2 Since the 1970s, the FAA has permitted non-citizens and other parties to use NCTs to “N” register an aircraft in a circumstance when an owner is unable to certify that it meets the US citizenship test under the Federal Transportation Code (see Title 49 of the US Code and its predecessor, the Federal Aviation Act of 1958, as amended).
However, the FAA has taken various actions during the past two years for the purpose of re-establishing the boundaries when using NCT registrations, culminating in the recent publication of the PPC.
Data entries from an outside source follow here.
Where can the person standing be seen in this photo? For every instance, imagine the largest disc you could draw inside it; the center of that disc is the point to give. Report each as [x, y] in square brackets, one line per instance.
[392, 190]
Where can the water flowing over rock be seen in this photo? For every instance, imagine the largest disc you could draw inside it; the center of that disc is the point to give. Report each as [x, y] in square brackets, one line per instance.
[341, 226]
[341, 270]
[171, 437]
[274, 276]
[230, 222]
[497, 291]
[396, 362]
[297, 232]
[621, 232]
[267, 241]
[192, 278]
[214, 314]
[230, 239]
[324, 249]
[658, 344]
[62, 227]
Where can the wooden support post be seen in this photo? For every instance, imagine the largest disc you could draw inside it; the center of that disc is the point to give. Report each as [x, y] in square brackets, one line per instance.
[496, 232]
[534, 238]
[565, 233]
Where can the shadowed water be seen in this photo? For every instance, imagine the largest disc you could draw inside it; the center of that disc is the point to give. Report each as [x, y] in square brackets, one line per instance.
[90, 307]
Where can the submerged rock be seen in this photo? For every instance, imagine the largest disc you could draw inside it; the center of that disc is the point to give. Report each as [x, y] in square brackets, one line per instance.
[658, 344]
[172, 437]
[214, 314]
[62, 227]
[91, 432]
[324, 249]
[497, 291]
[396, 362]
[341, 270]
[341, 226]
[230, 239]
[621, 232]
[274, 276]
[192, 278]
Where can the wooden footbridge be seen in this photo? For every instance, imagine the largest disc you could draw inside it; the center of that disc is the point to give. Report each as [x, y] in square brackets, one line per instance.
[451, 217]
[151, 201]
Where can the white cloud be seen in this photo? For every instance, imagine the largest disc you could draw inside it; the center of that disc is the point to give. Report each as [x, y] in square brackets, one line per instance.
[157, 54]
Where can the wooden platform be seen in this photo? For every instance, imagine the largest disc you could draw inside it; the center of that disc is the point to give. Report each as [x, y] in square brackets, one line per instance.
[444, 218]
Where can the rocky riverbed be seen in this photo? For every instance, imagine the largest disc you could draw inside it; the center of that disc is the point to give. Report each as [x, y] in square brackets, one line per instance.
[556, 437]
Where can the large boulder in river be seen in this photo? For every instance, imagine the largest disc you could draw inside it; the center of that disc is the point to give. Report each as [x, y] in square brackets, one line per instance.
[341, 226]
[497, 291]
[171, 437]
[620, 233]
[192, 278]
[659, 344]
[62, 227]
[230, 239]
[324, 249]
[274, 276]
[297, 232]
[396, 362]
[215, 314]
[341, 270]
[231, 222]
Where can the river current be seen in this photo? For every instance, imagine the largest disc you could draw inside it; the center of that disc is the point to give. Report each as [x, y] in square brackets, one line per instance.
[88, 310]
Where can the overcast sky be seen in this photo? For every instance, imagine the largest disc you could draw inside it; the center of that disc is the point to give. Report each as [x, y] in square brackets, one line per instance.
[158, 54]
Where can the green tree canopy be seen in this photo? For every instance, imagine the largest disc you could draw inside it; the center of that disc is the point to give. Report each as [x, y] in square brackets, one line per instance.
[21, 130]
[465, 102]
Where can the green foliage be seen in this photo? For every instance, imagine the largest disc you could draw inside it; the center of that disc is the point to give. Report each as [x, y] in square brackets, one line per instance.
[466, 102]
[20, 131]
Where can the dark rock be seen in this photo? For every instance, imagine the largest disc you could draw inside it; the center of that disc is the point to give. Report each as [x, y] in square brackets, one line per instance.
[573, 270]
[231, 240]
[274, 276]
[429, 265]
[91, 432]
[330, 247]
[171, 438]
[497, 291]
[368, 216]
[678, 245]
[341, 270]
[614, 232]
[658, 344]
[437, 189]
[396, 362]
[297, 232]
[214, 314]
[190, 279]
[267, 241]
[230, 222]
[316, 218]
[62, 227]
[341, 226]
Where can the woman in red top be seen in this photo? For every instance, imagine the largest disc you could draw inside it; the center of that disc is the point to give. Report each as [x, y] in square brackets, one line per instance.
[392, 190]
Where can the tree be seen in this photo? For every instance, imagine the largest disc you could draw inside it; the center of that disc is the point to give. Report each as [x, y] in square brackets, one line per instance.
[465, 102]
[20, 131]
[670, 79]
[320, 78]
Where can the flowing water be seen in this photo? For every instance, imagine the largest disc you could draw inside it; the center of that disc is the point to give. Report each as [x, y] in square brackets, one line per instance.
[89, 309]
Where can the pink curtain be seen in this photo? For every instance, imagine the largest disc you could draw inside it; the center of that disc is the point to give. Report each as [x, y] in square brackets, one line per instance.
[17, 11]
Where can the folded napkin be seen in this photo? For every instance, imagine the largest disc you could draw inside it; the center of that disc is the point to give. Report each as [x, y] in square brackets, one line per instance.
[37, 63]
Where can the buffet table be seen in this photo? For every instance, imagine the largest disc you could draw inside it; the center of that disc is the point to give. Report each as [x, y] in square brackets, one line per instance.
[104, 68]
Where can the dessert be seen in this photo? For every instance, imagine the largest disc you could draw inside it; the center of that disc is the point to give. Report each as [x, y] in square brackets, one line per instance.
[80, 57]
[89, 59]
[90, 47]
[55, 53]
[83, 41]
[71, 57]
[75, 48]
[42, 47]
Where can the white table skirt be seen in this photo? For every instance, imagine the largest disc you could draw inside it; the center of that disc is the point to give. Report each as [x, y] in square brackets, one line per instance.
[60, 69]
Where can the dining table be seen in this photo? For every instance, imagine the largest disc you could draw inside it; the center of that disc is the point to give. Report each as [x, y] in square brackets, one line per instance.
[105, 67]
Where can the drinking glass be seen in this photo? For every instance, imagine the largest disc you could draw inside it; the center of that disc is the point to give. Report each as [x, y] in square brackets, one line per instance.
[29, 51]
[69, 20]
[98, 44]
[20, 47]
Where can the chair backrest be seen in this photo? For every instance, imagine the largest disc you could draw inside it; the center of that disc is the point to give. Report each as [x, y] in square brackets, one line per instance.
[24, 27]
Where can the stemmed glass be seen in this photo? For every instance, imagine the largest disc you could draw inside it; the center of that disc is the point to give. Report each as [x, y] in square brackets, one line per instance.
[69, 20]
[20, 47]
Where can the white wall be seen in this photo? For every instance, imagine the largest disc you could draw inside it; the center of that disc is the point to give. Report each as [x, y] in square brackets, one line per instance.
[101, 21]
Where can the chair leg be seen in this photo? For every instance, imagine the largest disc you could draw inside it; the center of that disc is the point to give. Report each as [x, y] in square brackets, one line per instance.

3 In 2010, the FAA first tested industry reaction to then-proposed changes by the FAA’s Aeronautical Center Counsel regarding NCT related registration opinions, which changes were subsequently withdrawn. In 2011, the FAA commenced new initiatives with respect to NCT registration requirements, including inviting industry members to make submissions covering their positions regarding various NCT-related concerns raised by the FAA by public notice and at a related public meeting last summer. During this process the FAA finally articulated the concerns giving rise to this recent scrutiny, and (thankfully) reassured industry members that it was not intending to invalidate prospectively or otherwise the use of NCTs, only to impose conditions intended to address these concerns.
4 Per the FAA, such impediments could result in dereliction of the FAA’s responsibilities under the Convention on International Civil Aviation (Convention on International Civil Aviation, Dec. 7, 1944, 61 Stat. 1180, 15 U.N.T.S. 295, imposing obligations on contracting states to oversee matters pertinent to the airworthiness, licensing and operations of the aircraft registered in those states) regarding the airworthiness of “N” registered aircraft.
5 Although parties to NCT-related transactions could contractually allocate certain of the related responsibilities, invalidating registration would be particularly problematic for financing parties, as would any insurance coverage vulnerabilities relating to such noncompliance even if the registration remains valid.